Practical applications: The results of the current study could be useful in designing clinical MR imaging–guided HIFU treatments of bone, for both benign and malignant conditions. MR imaging–guided HIFU ablation of bone can result in progressive remodeling, with subcortical osteonecrosis and subperiosteal new bone formation. New bone formation appears to correlate with the use of relatively higher energies during MR imaging–guided HIFU ablation. MR imaging, CT, and PET each have unique strengths in post–HIFU ablation evaluation. MR imaging effectively demonstrates postprocedural changes in vascularity. CT several weeks after treatment clearly depicts subcortical increased density and bone formation. Finally, Na¹⁸F-PET evaluation during follow-up can demonstrate increased bone metabolism.

Advances in Knowledge

• ■ At 3 and 6 weeks after MR imaging–guided high-intensity focused ultrasound (HIFU) ablation of the femur in swine, MR, CT, sodium fluorine 18 (Na¹⁸F)-PET, and histopathologic examination demonstrated progressive, increasing subperiosteal new bone formation at all eight sites sonicated with relatively higher energy doses (average, 419 J; range, 390–440 J).

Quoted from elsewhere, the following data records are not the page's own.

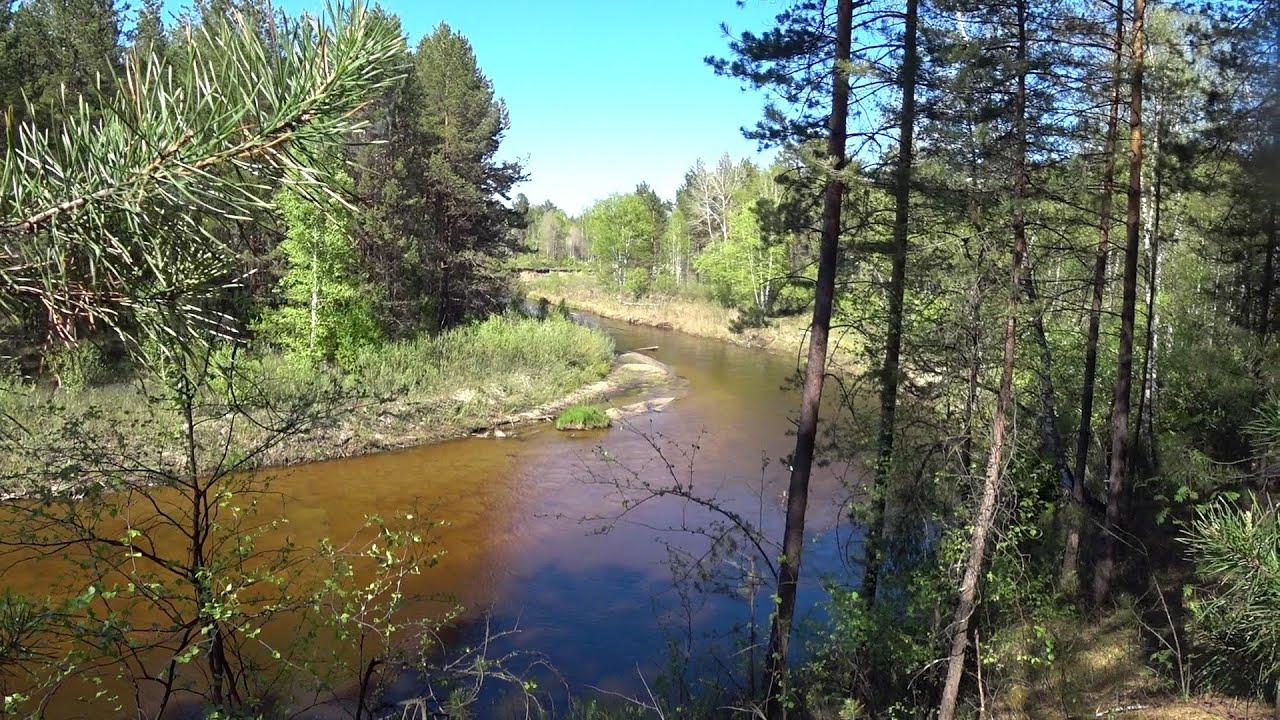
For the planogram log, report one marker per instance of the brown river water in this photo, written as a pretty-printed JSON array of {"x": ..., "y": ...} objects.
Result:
[{"x": 600, "y": 609}]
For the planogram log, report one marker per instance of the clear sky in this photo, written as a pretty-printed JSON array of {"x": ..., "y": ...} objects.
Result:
[{"x": 603, "y": 94}]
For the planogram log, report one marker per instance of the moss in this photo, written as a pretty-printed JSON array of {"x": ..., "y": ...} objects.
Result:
[{"x": 583, "y": 418}]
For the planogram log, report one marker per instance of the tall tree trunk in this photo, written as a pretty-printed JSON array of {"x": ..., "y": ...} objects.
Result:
[
  {"x": 315, "y": 299},
  {"x": 1069, "y": 578},
  {"x": 816, "y": 370},
  {"x": 1269, "y": 273},
  {"x": 986, "y": 516},
  {"x": 890, "y": 370},
  {"x": 1146, "y": 450},
  {"x": 1104, "y": 573},
  {"x": 1048, "y": 396}
]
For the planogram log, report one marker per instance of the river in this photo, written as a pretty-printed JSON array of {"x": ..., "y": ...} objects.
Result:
[{"x": 521, "y": 554}]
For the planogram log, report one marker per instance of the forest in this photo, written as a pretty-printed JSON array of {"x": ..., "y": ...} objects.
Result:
[{"x": 1022, "y": 255}]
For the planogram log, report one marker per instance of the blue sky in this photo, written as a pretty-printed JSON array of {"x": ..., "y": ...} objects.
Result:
[{"x": 603, "y": 94}]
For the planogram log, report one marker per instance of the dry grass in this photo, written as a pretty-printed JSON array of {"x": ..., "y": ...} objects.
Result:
[
  {"x": 1098, "y": 670},
  {"x": 686, "y": 313}
]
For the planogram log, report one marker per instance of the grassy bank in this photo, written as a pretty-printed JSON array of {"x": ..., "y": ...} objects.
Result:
[
  {"x": 686, "y": 313},
  {"x": 289, "y": 410}
]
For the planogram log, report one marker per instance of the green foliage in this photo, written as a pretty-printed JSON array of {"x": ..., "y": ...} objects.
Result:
[
  {"x": 1235, "y": 606},
  {"x": 433, "y": 233},
  {"x": 621, "y": 229},
  {"x": 99, "y": 217},
  {"x": 583, "y": 418},
  {"x": 327, "y": 313},
  {"x": 77, "y": 365},
  {"x": 512, "y": 359}
]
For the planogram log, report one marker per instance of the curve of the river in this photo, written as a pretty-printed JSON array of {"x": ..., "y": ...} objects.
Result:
[{"x": 602, "y": 609}]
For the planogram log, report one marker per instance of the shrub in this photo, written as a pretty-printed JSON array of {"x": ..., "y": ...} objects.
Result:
[
  {"x": 1235, "y": 609},
  {"x": 583, "y": 418},
  {"x": 76, "y": 367}
]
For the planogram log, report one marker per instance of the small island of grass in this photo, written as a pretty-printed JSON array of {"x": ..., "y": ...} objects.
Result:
[{"x": 583, "y": 418}]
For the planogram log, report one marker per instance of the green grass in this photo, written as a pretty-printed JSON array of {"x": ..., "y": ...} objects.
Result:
[
  {"x": 393, "y": 395},
  {"x": 498, "y": 365},
  {"x": 583, "y": 418}
]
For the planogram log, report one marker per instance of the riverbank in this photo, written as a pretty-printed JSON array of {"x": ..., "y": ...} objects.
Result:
[
  {"x": 398, "y": 424},
  {"x": 494, "y": 374},
  {"x": 693, "y": 315}
]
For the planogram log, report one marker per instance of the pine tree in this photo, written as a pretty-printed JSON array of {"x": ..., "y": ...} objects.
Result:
[{"x": 469, "y": 228}]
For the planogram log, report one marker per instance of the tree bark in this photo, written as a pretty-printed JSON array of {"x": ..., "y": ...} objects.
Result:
[
  {"x": 1269, "y": 272},
  {"x": 1048, "y": 396},
  {"x": 1146, "y": 450},
  {"x": 890, "y": 370},
  {"x": 1104, "y": 573},
  {"x": 1069, "y": 578},
  {"x": 1005, "y": 396},
  {"x": 816, "y": 370}
]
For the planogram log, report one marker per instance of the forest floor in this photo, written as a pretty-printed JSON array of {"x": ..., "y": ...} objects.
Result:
[
  {"x": 1068, "y": 670},
  {"x": 479, "y": 379},
  {"x": 401, "y": 423},
  {"x": 688, "y": 314}
]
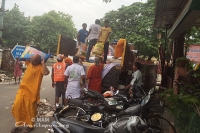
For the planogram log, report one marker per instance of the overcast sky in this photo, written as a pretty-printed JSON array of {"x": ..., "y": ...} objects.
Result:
[{"x": 82, "y": 11}]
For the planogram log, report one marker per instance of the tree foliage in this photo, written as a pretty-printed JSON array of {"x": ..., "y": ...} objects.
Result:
[
  {"x": 41, "y": 31},
  {"x": 14, "y": 27},
  {"x": 44, "y": 30},
  {"x": 135, "y": 23}
]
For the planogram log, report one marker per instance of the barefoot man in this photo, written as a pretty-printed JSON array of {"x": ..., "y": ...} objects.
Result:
[{"x": 25, "y": 105}]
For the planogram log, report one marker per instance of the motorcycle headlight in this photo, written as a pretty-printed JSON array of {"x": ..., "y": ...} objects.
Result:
[
  {"x": 96, "y": 117},
  {"x": 112, "y": 102},
  {"x": 119, "y": 107}
]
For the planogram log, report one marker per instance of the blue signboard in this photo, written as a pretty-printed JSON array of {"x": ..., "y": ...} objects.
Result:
[{"x": 17, "y": 51}]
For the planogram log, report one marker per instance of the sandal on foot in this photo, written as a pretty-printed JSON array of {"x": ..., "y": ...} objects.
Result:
[
  {"x": 28, "y": 129},
  {"x": 16, "y": 130}
]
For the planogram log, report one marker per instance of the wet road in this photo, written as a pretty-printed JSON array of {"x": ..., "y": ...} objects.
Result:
[{"x": 7, "y": 96}]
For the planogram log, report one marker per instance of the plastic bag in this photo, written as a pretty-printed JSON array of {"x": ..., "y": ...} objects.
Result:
[
  {"x": 30, "y": 51},
  {"x": 82, "y": 51},
  {"x": 98, "y": 48}
]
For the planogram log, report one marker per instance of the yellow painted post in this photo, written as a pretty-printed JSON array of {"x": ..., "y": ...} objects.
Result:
[
  {"x": 58, "y": 48},
  {"x": 123, "y": 55}
]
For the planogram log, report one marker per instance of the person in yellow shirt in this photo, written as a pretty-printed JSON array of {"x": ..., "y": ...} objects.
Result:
[
  {"x": 24, "y": 108},
  {"x": 104, "y": 37}
]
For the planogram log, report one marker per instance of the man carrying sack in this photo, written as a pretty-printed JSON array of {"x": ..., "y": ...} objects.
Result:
[
  {"x": 103, "y": 39},
  {"x": 93, "y": 36}
]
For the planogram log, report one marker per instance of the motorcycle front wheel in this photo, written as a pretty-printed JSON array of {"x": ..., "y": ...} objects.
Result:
[{"x": 162, "y": 123}]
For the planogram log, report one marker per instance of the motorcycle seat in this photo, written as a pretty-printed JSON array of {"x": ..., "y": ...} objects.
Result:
[{"x": 80, "y": 126}]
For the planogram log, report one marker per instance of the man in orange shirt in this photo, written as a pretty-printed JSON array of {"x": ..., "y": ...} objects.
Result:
[
  {"x": 104, "y": 37},
  {"x": 58, "y": 78},
  {"x": 24, "y": 108}
]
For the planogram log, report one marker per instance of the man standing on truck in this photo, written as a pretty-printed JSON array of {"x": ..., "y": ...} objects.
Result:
[
  {"x": 104, "y": 37},
  {"x": 58, "y": 78},
  {"x": 93, "y": 36},
  {"x": 74, "y": 79},
  {"x": 82, "y": 34}
]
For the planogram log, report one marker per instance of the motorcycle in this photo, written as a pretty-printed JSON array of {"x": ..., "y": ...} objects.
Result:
[
  {"x": 99, "y": 116},
  {"x": 77, "y": 126},
  {"x": 123, "y": 122}
]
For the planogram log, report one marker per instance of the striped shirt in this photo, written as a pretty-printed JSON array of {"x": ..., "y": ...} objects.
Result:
[{"x": 74, "y": 73}]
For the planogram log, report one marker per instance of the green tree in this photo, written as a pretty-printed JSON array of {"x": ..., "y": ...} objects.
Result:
[
  {"x": 135, "y": 23},
  {"x": 44, "y": 30},
  {"x": 14, "y": 27}
]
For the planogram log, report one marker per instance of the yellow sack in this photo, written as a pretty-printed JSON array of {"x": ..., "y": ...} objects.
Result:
[
  {"x": 98, "y": 48},
  {"x": 82, "y": 51}
]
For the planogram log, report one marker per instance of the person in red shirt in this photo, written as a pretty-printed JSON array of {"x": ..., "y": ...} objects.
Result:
[
  {"x": 58, "y": 78},
  {"x": 95, "y": 75}
]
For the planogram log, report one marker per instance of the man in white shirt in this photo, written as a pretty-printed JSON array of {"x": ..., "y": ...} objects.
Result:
[
  {"x": 74, "y": 75},
  {"x": 93, "y": 36},
  {"x": 136, "y": 83}
]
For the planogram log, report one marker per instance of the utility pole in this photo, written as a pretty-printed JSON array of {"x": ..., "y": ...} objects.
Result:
[{"x": 2, "y": 10}]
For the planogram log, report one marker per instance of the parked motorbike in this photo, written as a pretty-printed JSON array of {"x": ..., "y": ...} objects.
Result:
[{"x": 78, "y": 125}]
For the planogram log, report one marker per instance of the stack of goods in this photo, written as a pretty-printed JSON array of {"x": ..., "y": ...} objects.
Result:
[
  {"x": 30, "y": 51},
  {"x": 98, "y": 48}
]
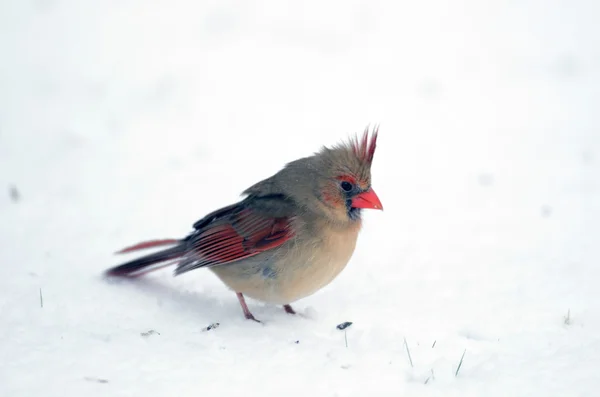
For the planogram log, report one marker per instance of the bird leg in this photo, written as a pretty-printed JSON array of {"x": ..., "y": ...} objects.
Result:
[
  {"x": 288, "y": 309},
  {"x": 247, "y": 313}
]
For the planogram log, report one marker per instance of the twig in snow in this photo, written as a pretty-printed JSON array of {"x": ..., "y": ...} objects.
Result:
[
  {"x": 460, "y": 363},
  {"x": 344, "y": 325},
  {"x": 408, "y": 352}
]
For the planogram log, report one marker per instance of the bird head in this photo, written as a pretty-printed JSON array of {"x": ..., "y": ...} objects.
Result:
[{"x": 345, "y": 183}]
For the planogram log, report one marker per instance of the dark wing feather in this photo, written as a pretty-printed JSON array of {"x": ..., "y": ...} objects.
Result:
[{"x": 237, "y": 232}]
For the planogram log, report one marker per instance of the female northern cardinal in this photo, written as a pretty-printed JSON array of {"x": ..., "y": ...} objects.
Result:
[{"x": 291, "y": 236}]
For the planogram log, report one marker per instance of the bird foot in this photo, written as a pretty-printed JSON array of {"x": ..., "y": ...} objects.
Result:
[
  {"x": 250, "y": 316},
  {"x": 289, "y": 309}
]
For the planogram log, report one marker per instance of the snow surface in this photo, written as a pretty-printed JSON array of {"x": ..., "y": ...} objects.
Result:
[{"x": 122, "y": 121}]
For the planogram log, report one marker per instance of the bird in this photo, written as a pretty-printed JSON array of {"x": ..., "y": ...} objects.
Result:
[{"x": 291, "y": 235}]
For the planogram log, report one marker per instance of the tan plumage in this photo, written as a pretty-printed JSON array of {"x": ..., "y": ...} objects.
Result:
[{"x": 291, "y": 236}]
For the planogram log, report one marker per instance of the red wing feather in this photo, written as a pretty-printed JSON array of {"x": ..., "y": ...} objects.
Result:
[
  {"x": 239, "y": 234},
  {"x": 148, "y": 244}
]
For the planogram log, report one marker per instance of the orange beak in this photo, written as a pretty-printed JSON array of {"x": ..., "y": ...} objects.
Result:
[{"x": 367, "y": 199}]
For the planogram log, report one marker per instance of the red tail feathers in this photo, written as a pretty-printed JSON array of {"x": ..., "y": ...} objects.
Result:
[{"x": 148, "y": 244}]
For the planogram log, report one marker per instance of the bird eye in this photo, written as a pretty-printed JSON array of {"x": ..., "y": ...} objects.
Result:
[{"x": 346, "y": 186}]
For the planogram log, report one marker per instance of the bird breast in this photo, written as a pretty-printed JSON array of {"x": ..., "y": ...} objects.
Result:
[{"x": 297, "y": 269}]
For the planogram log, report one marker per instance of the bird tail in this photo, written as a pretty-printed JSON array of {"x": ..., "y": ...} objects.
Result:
[{"x": 149, "y": 263}]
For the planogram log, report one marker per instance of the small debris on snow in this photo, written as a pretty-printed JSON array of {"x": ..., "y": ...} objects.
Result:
[
  {"x": 344, "y": 325},
  {"x": 151, "y": 332},
  {"x": 460, "y": 363},
  {"x": 14, "y": 194},
  {"x": 97, "y": 380},
  {"x": 211, "y": 326}
]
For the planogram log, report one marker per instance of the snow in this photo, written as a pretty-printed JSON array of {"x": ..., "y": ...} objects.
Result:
[{"x": 122, "y": 121}]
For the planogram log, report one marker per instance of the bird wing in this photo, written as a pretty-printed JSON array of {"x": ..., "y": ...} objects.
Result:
[{"x": 236, "y": 232}]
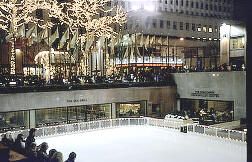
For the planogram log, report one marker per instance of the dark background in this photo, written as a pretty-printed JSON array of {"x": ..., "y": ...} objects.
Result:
[{"x": 243, "y": 12}]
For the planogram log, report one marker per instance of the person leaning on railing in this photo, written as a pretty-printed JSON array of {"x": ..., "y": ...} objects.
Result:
[{"x": 30, "y": 138}]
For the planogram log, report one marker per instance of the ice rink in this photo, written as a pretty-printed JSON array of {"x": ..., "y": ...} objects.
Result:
[{"x": 146, "y": 144}]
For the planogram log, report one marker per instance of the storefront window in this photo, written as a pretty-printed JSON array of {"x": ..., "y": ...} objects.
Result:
[
  {"x": 129, "y": 110},
  {"x": 53, "y": 116},
  {"x": 237, "y": 43},
  {"x": 14, "y": 120},
  {"x": 98, "y": 112}
]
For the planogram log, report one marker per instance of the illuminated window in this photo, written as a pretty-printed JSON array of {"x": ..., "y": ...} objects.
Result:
[
  {"x": 210, "y": 30},
  {"x": 237, "y": 43},
  {"x": 199, "y": 28},
  {"x": 204, "y": 29},
  {"x": 193, "y": 27},
  {"x": 181, "y": 25}
]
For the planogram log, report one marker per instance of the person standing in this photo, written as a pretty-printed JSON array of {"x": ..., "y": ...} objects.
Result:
[
  {"x": 31, "y": 138},
  {"x": 71, "y": 157}
]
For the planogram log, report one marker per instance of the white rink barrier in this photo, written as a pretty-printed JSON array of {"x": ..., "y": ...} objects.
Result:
[{"x": 119, "y": 122}]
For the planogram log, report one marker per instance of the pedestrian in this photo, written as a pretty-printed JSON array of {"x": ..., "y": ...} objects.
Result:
[
  {"x": 30, "y": 138},
  {"x": 71, "y": 157}
]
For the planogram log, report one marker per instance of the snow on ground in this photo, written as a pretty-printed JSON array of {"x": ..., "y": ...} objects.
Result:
[{"x": 146, "y": 144}]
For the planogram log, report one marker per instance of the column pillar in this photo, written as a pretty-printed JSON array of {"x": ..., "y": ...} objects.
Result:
[
  {"x": 113, "y": 110},
  {"x": 32, "y": 118}
]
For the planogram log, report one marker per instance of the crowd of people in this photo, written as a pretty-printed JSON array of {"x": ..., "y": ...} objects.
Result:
[
  {"x": 32, "y": 151},
  {"x": 206, "y": 116}
]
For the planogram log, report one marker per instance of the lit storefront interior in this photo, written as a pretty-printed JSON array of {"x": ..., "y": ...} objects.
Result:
[
  {"x": 14, "y": 120},
  {"x": 131, "y": 109},
  {"x": 208, "y": 112},
  {"x": 53, "y": 116}
]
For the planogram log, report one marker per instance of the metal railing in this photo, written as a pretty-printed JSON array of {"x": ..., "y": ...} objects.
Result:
[{"x": 119, "y": 122}]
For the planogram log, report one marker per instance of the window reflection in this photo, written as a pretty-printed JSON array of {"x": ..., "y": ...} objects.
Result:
[
  {"x": 14, "y": 120},
  {"x": 54, "y": 116},
  {"x": 237, "y": 43},
  {"x": 129, "y": 110}
]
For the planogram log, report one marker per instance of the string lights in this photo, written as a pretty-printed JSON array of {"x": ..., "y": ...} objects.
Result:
[{"x": 91, "y": 19}]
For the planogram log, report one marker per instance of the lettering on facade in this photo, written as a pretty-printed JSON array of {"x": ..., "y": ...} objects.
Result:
[
  {"x": 205, "y": 94},
  {"x": 77, "y": 100}
]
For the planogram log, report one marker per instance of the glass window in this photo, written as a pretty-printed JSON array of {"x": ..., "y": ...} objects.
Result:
[
  {"x": 181, "y": 25},
  {"x": 52, "y": 116},
  {"x": 216, "y": 29},
  {"x": 14, "y": 120},
  {"x": 206, "y": 7},
  {"x": 168, "y": 24},
  {"x": 204, "y": 29},
  {"x": 237, "y": 43},
  {"x": 193, "y": 27},
  {"x": 174, "y": 25},
  {"x": 129, "y": 110},
  {"x": 187, "y": 26},
  {"x": 192, "y": 4},
  {"x": 154, "y": 23},
  {"x": 210, "y": 29},
  {"x": 199, "y": 28},
  {"x": 161, "y": 24}
]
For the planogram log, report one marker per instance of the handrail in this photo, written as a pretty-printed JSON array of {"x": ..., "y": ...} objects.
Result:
[{"x": 119, "y": 122}]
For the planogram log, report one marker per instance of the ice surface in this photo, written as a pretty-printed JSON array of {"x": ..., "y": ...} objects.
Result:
[{"x": 146, "y": 144}]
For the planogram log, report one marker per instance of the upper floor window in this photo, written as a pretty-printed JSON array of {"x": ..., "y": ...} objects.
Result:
[
  {"x": 154, "y": 23},
  {"x": 197, "y": 4},
  {"x": 204, "y": 29},
  {"x": 161, "y": 24},
  {"x": 192, "y": 4},
  {"x": 199, "y": 28},
  {"x": 206, "y": 7},
  {"x": 181, "y": 25},
  {"x": 174, "y": 25},
  {"x": 187, "y": 26},
  {"x": 168, "y": 24},
  {"x": 193, "y": 27}
]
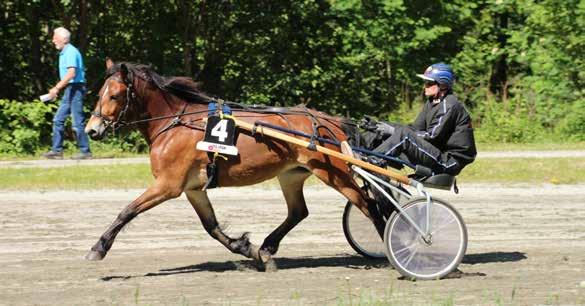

• ■ Subperiosteal new bone formation after MR imaging–guided HIFU ablation was not seen in ablations created with relatively lower energy sonications (n = 0 of eight).

Implications for Patient Care

• ■ Choice of energy dose during MR imaging–guided HIFU ablation may potentially be used to help control remodeling of bone as needed on the basis of the clinical indication for treatment.

• ■ MR imaging–guided HIFU ablation could potentially be used to stimulate bone growth in bone-deficient states (eg, nonhealing osteoporotic fractures).